Monday, October 20, 2008

A reason for the blahs

This morning I woke up with cramps, and realized why I've been feeling 'blah' and 'off' the last few days. It's a few days earlier than I was expecting it, so I didn't think of that as a cause. My cycle seems to be regulating itself more and more each month. One benefit is that my PMS is getting better (no irrational mood swings this time around, like I've had in the past), but it is opening a new round of worries. Depending on when my Army Guy gets to Hawaii, I could potentially get pregnant next month. I do want to get pregnant, but I'm still trying to lose weight, and I'm really concerned about another miscarriage. And if I do manage to get pregnant, I'll be worried the whole time, feeling like I'm waiting for the other shoe to drop. Not much I can do about it all right now, but it's there, in the back of my mind.

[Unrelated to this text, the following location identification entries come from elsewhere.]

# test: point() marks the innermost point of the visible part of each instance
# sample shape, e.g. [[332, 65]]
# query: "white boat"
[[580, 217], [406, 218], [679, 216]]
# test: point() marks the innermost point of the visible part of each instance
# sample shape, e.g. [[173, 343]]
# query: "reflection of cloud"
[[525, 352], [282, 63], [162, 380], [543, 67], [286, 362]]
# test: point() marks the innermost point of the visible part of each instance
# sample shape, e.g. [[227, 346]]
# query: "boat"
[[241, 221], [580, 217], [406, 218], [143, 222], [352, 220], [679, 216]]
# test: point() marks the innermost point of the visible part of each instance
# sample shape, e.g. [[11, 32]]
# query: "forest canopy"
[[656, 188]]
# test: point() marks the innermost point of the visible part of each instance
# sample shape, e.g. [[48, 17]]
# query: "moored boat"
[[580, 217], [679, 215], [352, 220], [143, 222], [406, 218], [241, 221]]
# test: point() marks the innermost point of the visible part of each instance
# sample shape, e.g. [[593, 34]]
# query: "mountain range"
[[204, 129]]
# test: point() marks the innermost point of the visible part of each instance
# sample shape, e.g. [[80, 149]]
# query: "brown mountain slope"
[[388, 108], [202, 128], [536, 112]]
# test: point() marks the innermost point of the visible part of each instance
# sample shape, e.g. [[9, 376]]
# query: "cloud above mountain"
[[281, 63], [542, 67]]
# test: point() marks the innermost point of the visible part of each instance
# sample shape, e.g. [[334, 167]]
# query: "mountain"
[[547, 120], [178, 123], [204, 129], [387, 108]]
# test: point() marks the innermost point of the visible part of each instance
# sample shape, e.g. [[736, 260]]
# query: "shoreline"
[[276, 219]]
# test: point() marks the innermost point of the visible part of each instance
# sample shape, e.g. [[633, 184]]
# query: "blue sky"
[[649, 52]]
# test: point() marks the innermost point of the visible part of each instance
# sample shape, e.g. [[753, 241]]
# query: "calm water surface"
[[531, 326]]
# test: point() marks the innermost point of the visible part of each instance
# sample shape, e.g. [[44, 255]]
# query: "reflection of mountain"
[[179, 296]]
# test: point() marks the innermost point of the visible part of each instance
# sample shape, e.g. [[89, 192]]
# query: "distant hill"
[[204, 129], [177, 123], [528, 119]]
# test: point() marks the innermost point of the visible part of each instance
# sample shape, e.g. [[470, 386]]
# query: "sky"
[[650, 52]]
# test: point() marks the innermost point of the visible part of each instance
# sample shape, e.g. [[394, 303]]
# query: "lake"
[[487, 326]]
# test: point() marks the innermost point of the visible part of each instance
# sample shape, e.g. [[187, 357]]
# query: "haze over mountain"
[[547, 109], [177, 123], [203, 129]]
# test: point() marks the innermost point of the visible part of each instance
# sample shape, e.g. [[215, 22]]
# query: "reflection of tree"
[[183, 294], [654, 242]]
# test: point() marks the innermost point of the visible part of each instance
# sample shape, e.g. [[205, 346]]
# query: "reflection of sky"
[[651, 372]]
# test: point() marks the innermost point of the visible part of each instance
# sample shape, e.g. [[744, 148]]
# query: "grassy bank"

Saturday I went for another nice run, enjoying the beautiful warm weather. I ran about 3.5 miles and walked another .5 to 1 miles (not sure on the exact length- need to measure it still). It felt good and was motivating. Of course, this morning was cold and foggy and nasty. I'd actually planned on going for a swim today, so I never planned on biking or running, but the swim didn't happen either. The cramps aren't as bad as I've had in the past (they seem to be getting better, as well), but they're still enough to make me not want to do anything. Overall, I didn't get much done the last few days. I should be able to get more done tomorrow though.